In the following example from Snedecor and Cochran (1976), an experiment is conducted to study the variability of calcium concentration in turnip greens. Four plants are selected at random; then three leaves are randomly selected from each plant. Two 100-mg samples are taken from each leaf. The amount of calcium is determined by microchemical methods.
Because the data are read in sorted order, it is not necessary to use PROC SORT on the CLASS variables. Leaf is nested in Plant; Sample is nested in Leaf and is left for the residual term. All the effects are random effects. The following statements read the data and invoke PROC NESTED. These statements produce Output 61.1.1.

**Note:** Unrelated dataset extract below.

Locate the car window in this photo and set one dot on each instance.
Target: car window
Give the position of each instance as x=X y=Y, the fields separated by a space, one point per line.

title 'Calcium Concentration in Turnip Leaves--Nested Random Model'; title2 'Snedecor and Cochran, ''Statistical Methods'', 1976, p. 286'; data Turnip; do Plant=1 to 4; do Leaf=1 to 3; do Sample=1 to 2; input Calcium @@; output; end; end; end; datalines; 3.28 3.09 3.52 3.48 2.88 2.80 2.46 2.44 1.87 1.92 2.19 2.19 2.77 2.66 3.74 3.44 2.55 2.55 3.78 3.87 4.07 4.12 3.31 3.31 ;
proc nested data=Turnip; classes plant leaf; var calcium; run;
Calcium Concentration in Turnip Leaves--Nested Random Model |
Snedecor and Cochran, 'Statistical Methods', 1976, p. 286 |
Coefficients of Expected Mean Squares |
|||
---|---|---|---|
Source | Plant | Leaf | Error |
Plant | 6 | 2 | 1 |
Leaf | 0 | 2 | 1 |
Error | 0 | 0 | 1 |
Nested Random Effects Analysis of Variance for Variable Calcium | ||||||||
---|---|---|---|---|---|---|---|---|
Variance Source | DF | Sum of Squares | F Value | Pr > F | Error Term | Mean Square | Variance Component | Percent of Total |
Total | 23 | 10.270396 | 0.446539 | 0.532938 | 100.0000 | |||
Plant | 3 | 7.560346 | 7.67 | 0.0097 | Leaf | 2.520115 | 0.365223 | 68.5302 |
Leaf | 8 | 2.630200 | 49.41 | <.0001 | Error | 0.328775 | 0.161060 | 30.2212 |
Error | 12 | 0.079850 | 0.006654 | 0.006654 | 1.2486 |
Calcium Mean | 3.01208333 |
---|---|
Standard Error of Calcium Mean | 0.32404445 |
The results indicate that there is significant (nonzero) variation from plant to plant (Pr > F is 0.0097) and from leaf to leaf within a plant (Pr > F is less than 0.0001). Notice that the variance component for Plant uses the Leaf mean square as an error term in the model rather than the error mean square.